Blankets are in such short supply that people are huddling in body bags to keep warm, he said. In eastern Aleppo 100,000 children cower in basements.

Since his last update a month ago, he said, 400 people have died in the bombings, and six tons of medical equipment have been prevented from entering the city.

He added: “What happened to ‘never again’? What happened to our commitment to protect the most vulnerable, those who face mass atrocities? It is in your hands today to take the right path, and avert this looming irreversible tragedy of our time.”

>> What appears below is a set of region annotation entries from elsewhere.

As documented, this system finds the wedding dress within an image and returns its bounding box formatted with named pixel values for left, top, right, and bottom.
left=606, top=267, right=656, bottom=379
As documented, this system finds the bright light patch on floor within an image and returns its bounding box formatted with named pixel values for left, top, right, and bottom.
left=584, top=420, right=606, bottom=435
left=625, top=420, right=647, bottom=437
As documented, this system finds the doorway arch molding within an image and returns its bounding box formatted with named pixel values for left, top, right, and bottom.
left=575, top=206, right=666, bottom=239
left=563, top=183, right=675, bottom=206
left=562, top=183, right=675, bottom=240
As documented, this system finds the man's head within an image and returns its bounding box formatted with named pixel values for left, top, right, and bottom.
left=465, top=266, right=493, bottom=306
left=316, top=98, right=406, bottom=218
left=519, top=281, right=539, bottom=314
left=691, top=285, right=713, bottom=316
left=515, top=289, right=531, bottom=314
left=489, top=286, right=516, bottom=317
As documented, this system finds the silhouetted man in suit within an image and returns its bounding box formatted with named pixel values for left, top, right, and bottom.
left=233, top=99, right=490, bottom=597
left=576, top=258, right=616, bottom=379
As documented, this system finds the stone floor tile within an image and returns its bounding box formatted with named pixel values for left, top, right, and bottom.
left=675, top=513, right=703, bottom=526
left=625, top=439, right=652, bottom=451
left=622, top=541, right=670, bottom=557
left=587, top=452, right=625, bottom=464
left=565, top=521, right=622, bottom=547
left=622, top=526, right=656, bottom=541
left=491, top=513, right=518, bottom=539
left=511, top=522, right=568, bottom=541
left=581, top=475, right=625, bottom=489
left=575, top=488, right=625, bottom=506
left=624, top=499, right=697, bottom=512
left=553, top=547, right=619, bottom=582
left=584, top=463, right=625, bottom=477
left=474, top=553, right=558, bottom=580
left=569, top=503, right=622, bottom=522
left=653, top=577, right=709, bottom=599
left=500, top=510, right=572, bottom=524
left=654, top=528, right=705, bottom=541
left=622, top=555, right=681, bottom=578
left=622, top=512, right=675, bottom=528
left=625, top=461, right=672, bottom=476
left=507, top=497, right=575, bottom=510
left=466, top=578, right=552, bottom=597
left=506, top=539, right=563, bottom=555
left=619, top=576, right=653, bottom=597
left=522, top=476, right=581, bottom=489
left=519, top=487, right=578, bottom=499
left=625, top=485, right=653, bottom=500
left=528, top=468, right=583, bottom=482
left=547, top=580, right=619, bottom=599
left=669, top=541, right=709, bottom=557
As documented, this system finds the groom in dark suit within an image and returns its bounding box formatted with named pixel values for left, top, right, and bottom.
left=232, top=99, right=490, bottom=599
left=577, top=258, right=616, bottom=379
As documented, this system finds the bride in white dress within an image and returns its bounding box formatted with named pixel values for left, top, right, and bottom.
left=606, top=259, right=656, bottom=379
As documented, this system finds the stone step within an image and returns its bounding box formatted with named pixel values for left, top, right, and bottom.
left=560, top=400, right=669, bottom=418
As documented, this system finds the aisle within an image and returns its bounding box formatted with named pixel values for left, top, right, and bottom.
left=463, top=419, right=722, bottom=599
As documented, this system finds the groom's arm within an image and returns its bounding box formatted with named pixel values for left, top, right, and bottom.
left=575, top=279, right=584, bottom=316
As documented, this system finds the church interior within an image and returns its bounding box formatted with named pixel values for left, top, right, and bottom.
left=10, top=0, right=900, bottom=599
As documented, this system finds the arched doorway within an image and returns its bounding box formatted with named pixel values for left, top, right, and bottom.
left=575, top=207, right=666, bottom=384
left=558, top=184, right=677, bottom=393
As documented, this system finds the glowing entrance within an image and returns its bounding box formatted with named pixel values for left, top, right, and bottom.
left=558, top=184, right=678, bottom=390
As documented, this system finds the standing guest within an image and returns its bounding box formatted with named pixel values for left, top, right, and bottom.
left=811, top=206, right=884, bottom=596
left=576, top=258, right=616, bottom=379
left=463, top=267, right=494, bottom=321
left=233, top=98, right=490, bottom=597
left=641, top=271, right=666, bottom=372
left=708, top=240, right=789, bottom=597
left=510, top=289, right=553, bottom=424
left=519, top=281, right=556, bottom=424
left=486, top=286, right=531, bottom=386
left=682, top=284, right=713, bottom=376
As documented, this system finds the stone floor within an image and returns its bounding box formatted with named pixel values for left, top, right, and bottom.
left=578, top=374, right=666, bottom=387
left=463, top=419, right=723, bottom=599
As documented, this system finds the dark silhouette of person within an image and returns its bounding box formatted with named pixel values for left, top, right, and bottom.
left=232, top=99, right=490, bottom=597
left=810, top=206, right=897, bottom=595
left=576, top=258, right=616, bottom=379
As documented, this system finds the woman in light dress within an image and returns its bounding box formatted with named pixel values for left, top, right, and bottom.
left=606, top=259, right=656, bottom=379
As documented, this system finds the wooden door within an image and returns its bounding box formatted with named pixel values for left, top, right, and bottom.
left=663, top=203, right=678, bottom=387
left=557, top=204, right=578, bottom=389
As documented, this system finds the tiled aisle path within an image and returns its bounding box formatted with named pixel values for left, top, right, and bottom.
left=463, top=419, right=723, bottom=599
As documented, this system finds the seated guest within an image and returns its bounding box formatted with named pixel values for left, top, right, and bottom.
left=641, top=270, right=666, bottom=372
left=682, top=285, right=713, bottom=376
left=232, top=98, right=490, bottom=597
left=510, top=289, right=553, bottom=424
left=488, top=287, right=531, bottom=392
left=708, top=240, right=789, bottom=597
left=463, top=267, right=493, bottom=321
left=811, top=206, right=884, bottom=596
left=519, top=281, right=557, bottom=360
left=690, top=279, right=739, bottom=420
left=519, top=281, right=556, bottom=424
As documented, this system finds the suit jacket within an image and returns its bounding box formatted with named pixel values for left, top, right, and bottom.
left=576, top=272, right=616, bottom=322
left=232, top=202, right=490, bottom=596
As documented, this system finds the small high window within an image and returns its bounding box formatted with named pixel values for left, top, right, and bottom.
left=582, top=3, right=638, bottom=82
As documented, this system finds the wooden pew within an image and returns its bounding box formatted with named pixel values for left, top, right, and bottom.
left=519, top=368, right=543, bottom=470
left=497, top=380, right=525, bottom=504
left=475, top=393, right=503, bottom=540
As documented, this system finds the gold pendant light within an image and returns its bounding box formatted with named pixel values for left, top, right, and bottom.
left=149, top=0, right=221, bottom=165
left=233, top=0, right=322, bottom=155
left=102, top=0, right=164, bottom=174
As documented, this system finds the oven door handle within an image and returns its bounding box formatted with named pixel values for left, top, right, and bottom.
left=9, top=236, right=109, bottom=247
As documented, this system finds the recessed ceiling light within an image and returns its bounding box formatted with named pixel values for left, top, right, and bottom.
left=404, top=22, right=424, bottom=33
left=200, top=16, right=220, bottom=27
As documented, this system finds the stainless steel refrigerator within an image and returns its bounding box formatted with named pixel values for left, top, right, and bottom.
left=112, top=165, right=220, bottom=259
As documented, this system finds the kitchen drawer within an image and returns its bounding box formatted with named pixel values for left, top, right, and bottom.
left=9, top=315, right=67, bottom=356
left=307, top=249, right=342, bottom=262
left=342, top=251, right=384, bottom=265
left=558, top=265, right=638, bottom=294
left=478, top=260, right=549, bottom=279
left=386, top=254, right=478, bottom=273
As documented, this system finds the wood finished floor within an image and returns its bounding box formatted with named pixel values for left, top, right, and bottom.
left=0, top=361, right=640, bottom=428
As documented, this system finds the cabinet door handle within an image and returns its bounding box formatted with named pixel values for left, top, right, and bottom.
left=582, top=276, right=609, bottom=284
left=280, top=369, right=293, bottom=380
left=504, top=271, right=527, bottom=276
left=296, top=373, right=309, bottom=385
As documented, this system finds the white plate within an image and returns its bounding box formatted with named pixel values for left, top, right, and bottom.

He said that leaflets are being dropped on eastern Aleppo by Syrian and Russian aircraft, warning residents:
“This is your last hope. Save yourselves. If you do not leave these areas urgently, you will be annihilated. You know that everyone has given up on you. They left you alone to face your doom and nobody will give you any help.”

And Mr. O’Brien, who used the meeting to catalogue the misery and wretchedness of the thousands of trapped civilians, said Syria and Russia was determined to wipe out the population of Aleppo.

“It is clear that the aircraft which drop the bombs, the generals who give the orders, and the politicians who have designed the strategy intend to make good on that horrific promise.”

The Russian ambassador to the UN, Vitaly Churkin, reacted with fury to Mr. O’Brien’s statement, accusing him of arrogance and dishonesty. His comments, he said, were fabrication and should be “put in a novel.”

“If we needed to be preached to, we would go to a church,” he said. But the rest of the Security Council turned on Mr. Churkin.

Samantha Power, the US ambassador to the UN, supported Mr. O’Brien, while the Ukrainian ambassador said Mr. Churkin was “living in a parallel universe.”

“Does Russia believe that all the children who are being killed in eastern Aleppo are themselves al-Qaeda members?” asked Ms. Power, who said she had not intended to speak, but was so enraged at Mr. Churkin’s remarks that she felt she had to.

“Is that what happens — you come out of the womb and you’re an al-Qaeda member right from the beginning? Of course Russia can’t condemn the shelling and the bombardment — systematic aerial bombardment — of eastern Aleppo, because Russia’s carrying out the systematic bombardment of eastern Aleppo. Because Russia has brought to bear in the conflict weapons that even a brutal Syrian regime had never used before.”

Matthew Rycroft, the British ambassador, said that Russia’s position was an “absurd, surreal, fantasy theatre”.

He added: “The United Kingdom will support any effort to stop the bombing and any draft resolution that is clear enough that step one has got to be an end to the bombing.”